May 16, 2018 By Nathaly Pesantez
A developer’s plan to build a two-tower, 561-unit development along Queens Boulevard in Woodside has received a major blow as Council Member Robert Holden, who represents the district where the project would be located, expressed opposition to it earlier this week.
Holden, before a crowd of angry area residents at a Monday town hall, bashed a proposed rezoning put forth by Madison Realty Capital that would allow for 17 and 14 story towers to rise at 69-02 Queens Blvd., claiming the development is simply too large and would wreak havoc on the neighborhood’s quality of life on multiple fronts.
“This is really kind of counterproductive, isn’t it? It’s not proper city planning,” Holden said to a crowd of about 100 attendees. “I have serious reservations about this.”
Holden’s opposition to the proposal, currently undergoing a lengthy public review process, including stops at Community Board 2 and the Queens Borough President, could indicate that it will be rejected once it reaches the City Council, where other council members are likely to side with Holden’s vote, as is custom.
Holden claims the project, which would take up nearly the entire block between between 69th and 70th streets, would see multiple families with children moving into its hundreds of units and exacerbate a school overcrowding crisis in the district.
He added that while 85 percent of the units would be either studios or one-bedrooms, the development would not deter families from renting them.
Holden, who said he was opposed to the 2006 plan that allowed for higher buildings along parts of Queens Boulevard, including at the proposed site, said he was “still waiting for some good answers” from the developers on his and other resident concerns.
The developers, who are asking for an increased height allowance in exchange for making 30 percent of the units affordable, can build up to 289 market rate units on the property as of right.
“I wasn’t for the upzoning of Queens Boulevard…but certainly we want to keep them to the zone. Here, they’re just going much larger, much bigger,” Holden said. “So I do have some questions.”

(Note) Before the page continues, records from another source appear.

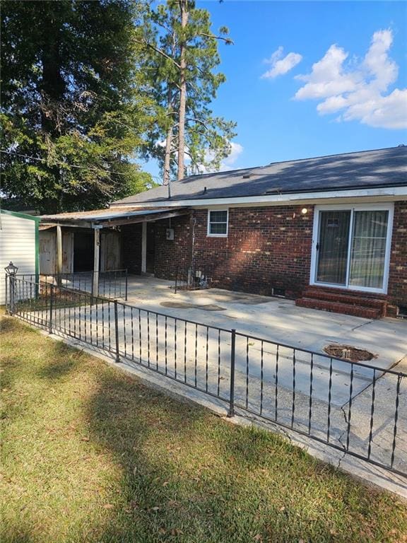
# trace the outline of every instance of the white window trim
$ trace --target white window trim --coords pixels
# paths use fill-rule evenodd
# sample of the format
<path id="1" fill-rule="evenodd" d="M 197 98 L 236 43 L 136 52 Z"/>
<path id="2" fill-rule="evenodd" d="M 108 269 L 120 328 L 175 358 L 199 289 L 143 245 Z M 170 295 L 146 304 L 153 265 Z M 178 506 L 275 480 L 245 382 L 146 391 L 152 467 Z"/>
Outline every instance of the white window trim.
<path id="1" fill-rule="evenodd" d="M 211 227 L 211 213 L 212 211 L 226 211 L 226 233 L 225 234 L 211 234 L 210 232 Z M 228 238 L 229 233 L 229 209 L 208 209 L 208 219 L 206 226 L 206 235 L 208 238 Z"/>
<path id="2" fill-rule="evenodd" d="M 321 281 L 317 281 L 317 265 L 318 262 L 318 255 L 317 251 L 317 243 L 318 243 L 318 235 L 319 231 L 319 212 L 323 211 L 342 211 L 344 209 L 349 209 L 353 211 L 368 211 L 371 210 L 376 211 L 388 211 L 389 219 L 387 222 L 387 236 L 386 238 L 386 254 L 384 255 L 384 272 L 383 274 L 383 288 L 373 288 L 369 286 L 359 286 L 355 285 L 348 284 L 348 270 L 346 275 L 346 285 L 336 285 L 330 283 L 322 283 Z M 311 272 L 309 274 L 309 284 L 314 285 L 316 286 L 326 286 L 329 288 L 339 288 L 346 291 L 359 291 L 360 292 L 372 292 L 377 293 L 377 294 L 387 294 L 387 288 L 389 285 L 389 272 L 390 268 L 390 254 L 391 250 L 391 235 L 393 232 L 393 216 L 394 214 L 394 204 L 393 203 L 386 204 L 331 204 L 326 206 L 315 206 L 314 212 L 314 226 L 312 230 L 312 250 L 311 253 Z M 353 213 L 351 215 L 350 232 L 352 233 L 352 226 L 353 222 Z M 349 267 L 349 258 L 350 251 L 350 236 L 349 238 L 349 247 L 348 251 L 348 267 Z"/>

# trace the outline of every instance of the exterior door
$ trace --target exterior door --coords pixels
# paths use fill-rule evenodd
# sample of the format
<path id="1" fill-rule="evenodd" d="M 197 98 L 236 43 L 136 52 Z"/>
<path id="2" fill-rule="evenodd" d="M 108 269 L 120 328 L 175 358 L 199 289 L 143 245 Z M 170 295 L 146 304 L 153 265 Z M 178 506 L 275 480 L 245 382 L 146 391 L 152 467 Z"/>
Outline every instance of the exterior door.
<path id="1" fill-rule="evenodd" d="M 316 208 L 311 284 L 385 293 L 393 205 Z"/>
<path id="2" fill-rule="evenodd" d="M 319 214 L 317 281 L 331 285 L 346 284 L 350 211 Z"/>

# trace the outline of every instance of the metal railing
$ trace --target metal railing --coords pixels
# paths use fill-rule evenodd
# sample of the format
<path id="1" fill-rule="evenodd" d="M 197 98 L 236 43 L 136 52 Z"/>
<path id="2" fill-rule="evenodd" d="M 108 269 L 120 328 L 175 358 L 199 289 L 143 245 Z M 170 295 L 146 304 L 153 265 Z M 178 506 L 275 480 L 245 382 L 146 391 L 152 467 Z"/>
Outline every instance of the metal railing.
<path id="1" fill-rule="evenodd" d="M 175 293 L 178 291 L 209 288 L 212 281 L 211 276 L 211 269 L 207 266 L 178 266 L 175 271 Z"/>
<path id="2" fill-rule="evenodd" d="M 7 310 L 27 322 L 218 398 L 230 416 L 252 414 L 407 475 L 406 373 L 52 283 L 7 283 Z"/>
<path id="3" fill-rule="evenodd" d="M 28 281 L 40 281 L 64 286 L 71 290 L 89 292 L 93 295 L 93 276 L 98 273 L 98 296 L 103 298 L 124 298 L 127 300 L 129 274 L 126 269 L 112 269 L 107 272 L 73 272 L 66 274 L 49 274 L 36 276 L 33 274 L 18 274 L 16 276 Z"/>

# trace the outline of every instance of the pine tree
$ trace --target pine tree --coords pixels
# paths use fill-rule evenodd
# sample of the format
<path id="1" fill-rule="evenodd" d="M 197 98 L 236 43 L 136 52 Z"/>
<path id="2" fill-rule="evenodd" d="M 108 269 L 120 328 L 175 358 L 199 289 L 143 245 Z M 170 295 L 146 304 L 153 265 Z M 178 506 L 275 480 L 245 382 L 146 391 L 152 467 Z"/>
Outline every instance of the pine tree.
<path id="1" fill-rule="evenodd" d="M 136 0 L 1 2 L 1 192 L 41 211 L 150 186 Z M 149 115 L 149 113 L 148 113 Z"/>
<path id="2" fill-rule="evenodd" d="M 158 158 L 165 184 L 172 172 L 178 180 L 184 176 L 185 156 L 196 173 L 216 169 L 230 152 L 236 124 L 210 109 L 225 81 L 216 70 L 218 42 L 232 43 L 228 35 L 225 27 L 213 34 L 209 13 L 190 0 L 168 0 L 148 14 L 140 42 L 158 112 L 146 153 Z"/>

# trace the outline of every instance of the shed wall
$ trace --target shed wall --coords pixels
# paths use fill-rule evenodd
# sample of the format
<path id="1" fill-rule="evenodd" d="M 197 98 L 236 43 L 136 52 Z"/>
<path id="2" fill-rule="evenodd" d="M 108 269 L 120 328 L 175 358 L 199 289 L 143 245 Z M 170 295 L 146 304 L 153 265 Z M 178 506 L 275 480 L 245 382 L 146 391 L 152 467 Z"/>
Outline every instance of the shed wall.
<path id="1" fill-rule="evenodd" d="M 13 262 L 18 274 L 35 274 L 37 259 L 35 221 L 0 214 L 0 305 L 5 303 L 4 268 Z"/>

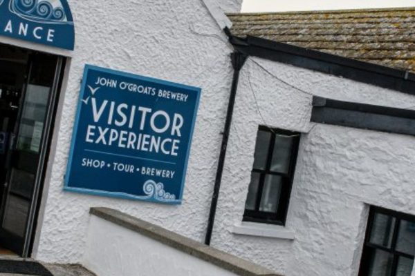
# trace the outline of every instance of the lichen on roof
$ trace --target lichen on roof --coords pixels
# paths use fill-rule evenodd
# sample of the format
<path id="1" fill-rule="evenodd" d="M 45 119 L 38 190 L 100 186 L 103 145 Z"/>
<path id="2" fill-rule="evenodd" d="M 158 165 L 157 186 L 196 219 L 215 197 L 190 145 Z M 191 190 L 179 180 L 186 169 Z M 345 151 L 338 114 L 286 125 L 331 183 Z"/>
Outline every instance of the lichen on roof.
<path id="1" fill-rule="evenodd" d="M 415 72 L 415 8 L 228 14 L 251 35 Z"/>

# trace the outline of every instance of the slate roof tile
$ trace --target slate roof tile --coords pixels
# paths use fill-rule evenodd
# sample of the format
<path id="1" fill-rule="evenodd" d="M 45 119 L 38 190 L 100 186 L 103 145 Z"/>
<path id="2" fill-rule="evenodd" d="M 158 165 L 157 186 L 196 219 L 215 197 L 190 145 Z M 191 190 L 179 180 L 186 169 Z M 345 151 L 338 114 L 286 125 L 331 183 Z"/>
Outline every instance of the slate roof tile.
<path id="1" fill-rule="evenodd" d="M 231 32 L 415 72 L 415 8 L 232 13 Z"/>

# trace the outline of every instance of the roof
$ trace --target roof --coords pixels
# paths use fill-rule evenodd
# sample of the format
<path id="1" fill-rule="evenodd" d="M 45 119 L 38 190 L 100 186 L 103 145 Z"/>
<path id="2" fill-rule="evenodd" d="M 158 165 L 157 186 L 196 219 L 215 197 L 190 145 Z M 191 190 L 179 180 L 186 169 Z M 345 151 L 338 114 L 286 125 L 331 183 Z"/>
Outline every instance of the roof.
<path id="1" fill-rule="evenodd" d="M 231 13 L 247 35 L 415 72 L 415 8 Z"/>

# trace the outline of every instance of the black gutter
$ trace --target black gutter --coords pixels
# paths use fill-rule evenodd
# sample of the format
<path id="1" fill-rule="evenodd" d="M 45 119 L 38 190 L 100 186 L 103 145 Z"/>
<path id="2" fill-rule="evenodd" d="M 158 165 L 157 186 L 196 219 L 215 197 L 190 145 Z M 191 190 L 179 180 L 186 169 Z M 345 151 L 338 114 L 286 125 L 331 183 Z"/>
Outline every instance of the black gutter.
<path id="1" fill-rule="evenodd" d="M 369 62 L 276 42 L 259 37 L 233 36 L 234 48 L 248 56 L 291 64 L 337 77 L 415 95 L 415 74 Z"/>
<path id="2" fill-rule="evenodd" d="M 415 110 L 313 98 L 311 121 L 415 135 Z"/>
<path id="3" fill-rule="evenodd" d="M 232 65 L 234 68 L 233 79 L 232 81 L 230 95 L 228 104 L 226 121 L 225 122 L 225 128 L 223 133 L 222 145 L 221 146 L 221 153 L 219 155 L 216 175 L 214 181 L 214 187 L 213 188 L 213 196 L 212 197 L 212 204 L 210 205 L 210 212 L 209 213 L 209 220 L 208 221 L 208 229 L 206 230 L 206 236 L 205 237 L 205 244 L 206 245 L 210 245 L 210 240 L 212 239 L 212 232 L 213 230 L 213 225 L 214 224 L 214 217 L 216 215 L 216 207 L 218 205 L 219 190 L 221 189 L 221 182 L 222 181 L 222 174 L 223 172 L 225 158 L 226 157 L 226 148 L 228 147 L 228 141 L 229 139 L 229 133 L 230 132 L 230 125 L 232 124 L 237 90 L 238 89 L 238 83 L 239 81 L 239 72 L 241 72 L 241 69 L 242 69 L 247 57 L 247 55 L 241 53 L 239 51 L 234 51 L 231 54 L 230 56 Z"/>

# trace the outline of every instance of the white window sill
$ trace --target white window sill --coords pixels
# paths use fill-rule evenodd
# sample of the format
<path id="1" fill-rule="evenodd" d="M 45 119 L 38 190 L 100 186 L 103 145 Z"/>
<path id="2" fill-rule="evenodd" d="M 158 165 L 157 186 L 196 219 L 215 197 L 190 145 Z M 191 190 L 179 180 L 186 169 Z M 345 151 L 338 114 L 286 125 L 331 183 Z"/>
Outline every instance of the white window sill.
<path id="1" fill-rule="evenodd" d="M 294 231 L 279 225 L 242 221 L 234 225 L 232 232 L 237 235 L 273 237 L 293 240 Z"/>

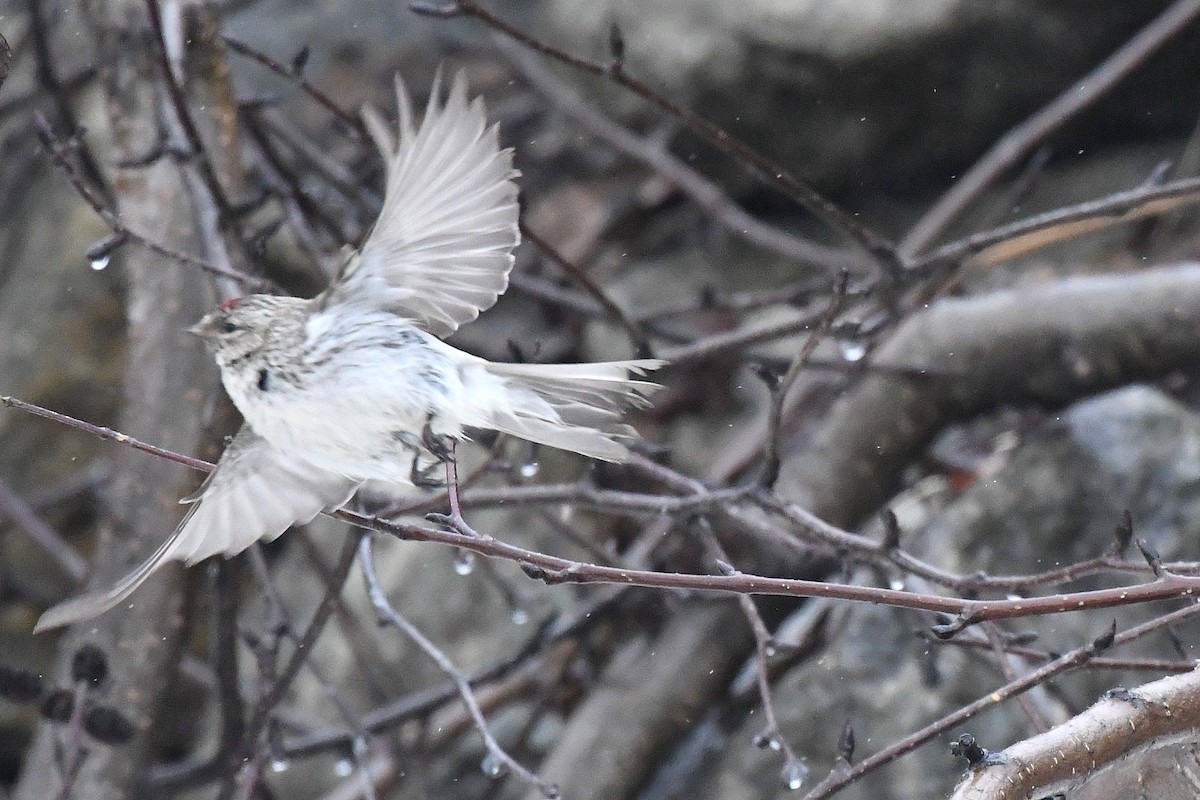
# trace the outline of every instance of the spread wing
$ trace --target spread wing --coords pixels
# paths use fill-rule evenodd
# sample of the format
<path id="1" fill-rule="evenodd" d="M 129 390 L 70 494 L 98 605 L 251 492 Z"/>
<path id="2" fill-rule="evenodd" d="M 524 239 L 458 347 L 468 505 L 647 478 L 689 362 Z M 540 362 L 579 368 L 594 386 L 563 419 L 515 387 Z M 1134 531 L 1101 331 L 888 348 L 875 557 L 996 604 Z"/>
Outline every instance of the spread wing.
<path id="1" fill-rule="evenodd" d="M 460 73 L 442 103 L 440 74 L 420 128 L 400 78 L 400 143 L 373 109 L 364 119 L 388 166 L 383 210 L 361 252 L 322 297 L 394 311 L 445 337 L 509 285 L 517 229 L 512 151 L 502 150 Z"/>
<path id="2" fill-rule="evenodd" d="M 346 503 L 358 483 L 281 458 L 242 426 L 200 489 L 185 499 L 191 510 L 154 554 L 112 589 L 54 606 L 34 632 L 70 625 L 113 608 L 168 561 L 196 564 L 210 555 L 235 555 L 259 539 L 270 541 L 324 509 Z"/>

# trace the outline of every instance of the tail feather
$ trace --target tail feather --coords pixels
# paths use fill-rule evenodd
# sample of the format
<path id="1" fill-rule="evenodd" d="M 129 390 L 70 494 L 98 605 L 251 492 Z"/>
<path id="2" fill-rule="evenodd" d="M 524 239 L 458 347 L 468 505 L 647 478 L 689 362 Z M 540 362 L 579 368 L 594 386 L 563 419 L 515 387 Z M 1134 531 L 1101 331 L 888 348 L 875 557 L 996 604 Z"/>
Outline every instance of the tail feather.
<path id="1" fill-rule="evenodd" d="M 622 413 L 643 407 L 659 384 L 630 378 L 658 369 L 656 359 L 601 363 L 490 363 L 504 379 L 512 404 L 498 409 L 491 427 L 539 444 L 601 461 L 629 459 L 626 443 L 637 432 Z"/>

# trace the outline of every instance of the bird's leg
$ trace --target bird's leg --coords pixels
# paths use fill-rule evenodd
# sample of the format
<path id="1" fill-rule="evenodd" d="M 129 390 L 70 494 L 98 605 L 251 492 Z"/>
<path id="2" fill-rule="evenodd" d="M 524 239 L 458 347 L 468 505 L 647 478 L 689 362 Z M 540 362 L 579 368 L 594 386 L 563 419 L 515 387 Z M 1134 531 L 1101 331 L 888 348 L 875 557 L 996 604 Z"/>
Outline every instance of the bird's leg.
<path id="1" fill-rule="evenodd" d="M 446 497 L 450 499 L 450 518 L 462 521 L 462 506 L 458 505 L 458 463 L 454 457 L 454 439 L 450 439 L 450 452 L 446 453 Z"/>
<path id="2" fill-rule="evenodd" d="M 404 449 L 413 452 L 413 465 L 408 473 L 408 480 L 413 482 L 419 489 L 439 489 L 442 488 L 442 481 L 433 477 L 433 471 L 437 469 L 437 462 L 421 467 L 421 453 L 427 452 L 428 449 L 424 444 L 424 435 L 418 438 L 415 434 L 408 431 L 400 431 L 392 434 L 396 441 L 404 446 Z M 434 458 L 440 462 L 442 458 L 437 453 L 431 453 Z"/>

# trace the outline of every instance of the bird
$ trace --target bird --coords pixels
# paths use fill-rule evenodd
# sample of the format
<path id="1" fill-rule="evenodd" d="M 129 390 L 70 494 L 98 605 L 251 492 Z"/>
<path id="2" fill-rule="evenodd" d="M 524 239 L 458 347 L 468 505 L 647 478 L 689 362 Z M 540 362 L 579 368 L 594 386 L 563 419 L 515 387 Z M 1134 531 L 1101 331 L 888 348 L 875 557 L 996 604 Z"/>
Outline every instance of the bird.
<path id="1" fill-rule="evenodd" d="M 443 339 L 505 291 L 520 243 L 518 172 L 482 98 L 434 78 L 420 125 L 396 77 L 398 137 L 362 112 L 385 163 L 379 217 L 311 299 L 233 297 L 191 330 L 244 425 L 174 533 L 109 589 L 64 601 L 35 632 L 94 618 L 170 561 L 272 541 L 367 482 L 420 483 L 470 432 L 498 431 L 608 462 L 630 457 L 624 411 L 659 384 L 655 359 L 499 363 Z"/>

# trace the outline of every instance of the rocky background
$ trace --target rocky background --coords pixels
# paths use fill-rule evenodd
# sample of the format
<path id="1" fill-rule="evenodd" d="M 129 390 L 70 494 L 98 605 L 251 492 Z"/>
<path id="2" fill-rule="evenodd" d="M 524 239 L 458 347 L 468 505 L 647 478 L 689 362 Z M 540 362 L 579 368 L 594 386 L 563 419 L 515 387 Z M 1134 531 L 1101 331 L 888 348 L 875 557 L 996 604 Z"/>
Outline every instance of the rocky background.
<path id="1" fill-rule="evenodd" d="M 318 290 L 379 203 L 353 112 L 391 115 L 395 72 L 424 100 L 443 65 L 515 149 L 527 228 L 510 291 L 455 344 L 672 361 L 632 465 L 464 453 L 474 530 L 922 597 L 1198 571 L 1200 2 L 476 8 L 0 5 L 0 395 L 211 459 L 236 419 L 182 331 L 242 289 L 196 261 Z M 329 518 L 31 636 L 150 552 L 198 481 L 0 411 L 0 798 L 1044 796 L 983 788 L 1002 766 L 978 763 L 955 795 L 950 745 L 1086 726 L 1104 692 L 1162 680 L 1193 684 L 1102 703 L 1166 709 L 1171 746 L 1126 736 L 1138 757 L 1073 796 L 1200 793 L 1200 717 L 1171 705 L 1200 692 L 1182 583 L 958 630 L 906 602 L 530 579 L 486 541 L 377 535 L 377 585 L 475 679 L 494 748 L 428 652 L 377 625 L 358 535 Z"/>

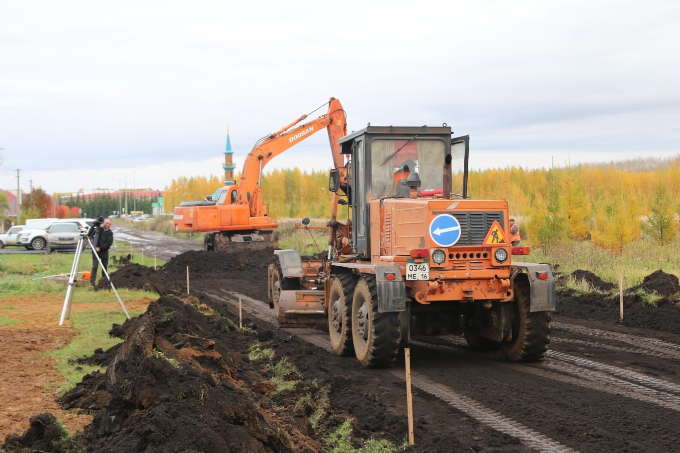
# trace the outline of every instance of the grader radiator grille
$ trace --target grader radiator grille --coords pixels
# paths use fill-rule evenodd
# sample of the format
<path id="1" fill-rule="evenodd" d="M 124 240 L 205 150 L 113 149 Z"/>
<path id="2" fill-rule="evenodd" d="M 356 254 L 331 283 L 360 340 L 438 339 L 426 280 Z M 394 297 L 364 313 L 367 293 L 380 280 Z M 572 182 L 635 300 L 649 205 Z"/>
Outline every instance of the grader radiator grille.
<path id="1" fill-rule="evenodd" d="M 456 212 L 454 215 L 460 223 L 460 239 L 456 245 L 481 245 L 494 220 L 505 230 L 502 211 Z"/>

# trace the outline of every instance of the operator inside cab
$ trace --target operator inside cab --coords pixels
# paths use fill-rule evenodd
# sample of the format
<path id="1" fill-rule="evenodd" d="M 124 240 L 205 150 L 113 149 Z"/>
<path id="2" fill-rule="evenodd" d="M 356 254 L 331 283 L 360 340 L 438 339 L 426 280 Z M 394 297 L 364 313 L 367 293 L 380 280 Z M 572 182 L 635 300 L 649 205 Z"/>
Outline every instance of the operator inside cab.
<path id="1" fill-rule="evenodd" d="M 406 185 L 406 180 L 412 171 L 418 170 L 418 164 L 411 159 L 405 161 L 394 169 L 394 189 L 397 196 L 408 197 L 410 189 Z"/>

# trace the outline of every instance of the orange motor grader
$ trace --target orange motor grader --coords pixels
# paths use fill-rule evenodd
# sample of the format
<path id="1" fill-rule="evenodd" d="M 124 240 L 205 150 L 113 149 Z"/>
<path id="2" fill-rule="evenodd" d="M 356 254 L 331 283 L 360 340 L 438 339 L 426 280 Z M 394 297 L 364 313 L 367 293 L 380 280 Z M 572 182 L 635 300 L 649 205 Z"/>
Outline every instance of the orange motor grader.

Town hall attendees largely echoed Holden’s concerns, with comments overwhelmingly focusing on further school overcrowding as a result of the development, and added strain to what residents say is an overburdened neighborhood in terms of traffic, public transit, and beyond.
Joy Pendergast, a Woodside resident whose children attend the nearby P.S. 229, said the school already had to get rid of an entire grade to make space. Even with the change, the school still seats over 1,400 students.
“How do you promise a community that an amazing school will not be further burdened because there are way too many kids to fit in the building?” she asked the developers. “You got all this space—put a school in it. You wanna help our community? Use that space for a school, because we are maxed out.”
Ross Moskowitz, an attorney representing Madison Realty Capital, however, said their environmental analysis shows the project would not have a threshold issue with school seats because of its mixture of studio to 2-bedroom units.
But Jo Ann Berger, a member of District 24’s Community Education Council, said the developer’s environmental analysis on school seats was wrong. Just one child in each apartment of the proposed project, she said, would bring PS. 229 to over 150 percent capacity.
“What you are doing and proposing to do is criminal to our children’s education,” Berger said. “It should be illegal.”
Other residents worried about the current “nightmare” traffic on 69th street, and what it would look like with the development in place, which calls for 250 parking spots for residents.
“How do you deal with the traffic from 561 units onto Queens Boulevard?” asked Raymond Lee, a neighborhood resident. “There’s just no room…I don’t think these folks are aware of that.”
The developers said their project is “by no means what happens at the end of the day,” and depends on what the recommendations from the board, city council, and beyond are.
The proposal will be voted on by Community Board 2 in its June full board meeting, where the project will then go to the Queens Borough President and City Planning Commission before reaching the City Council.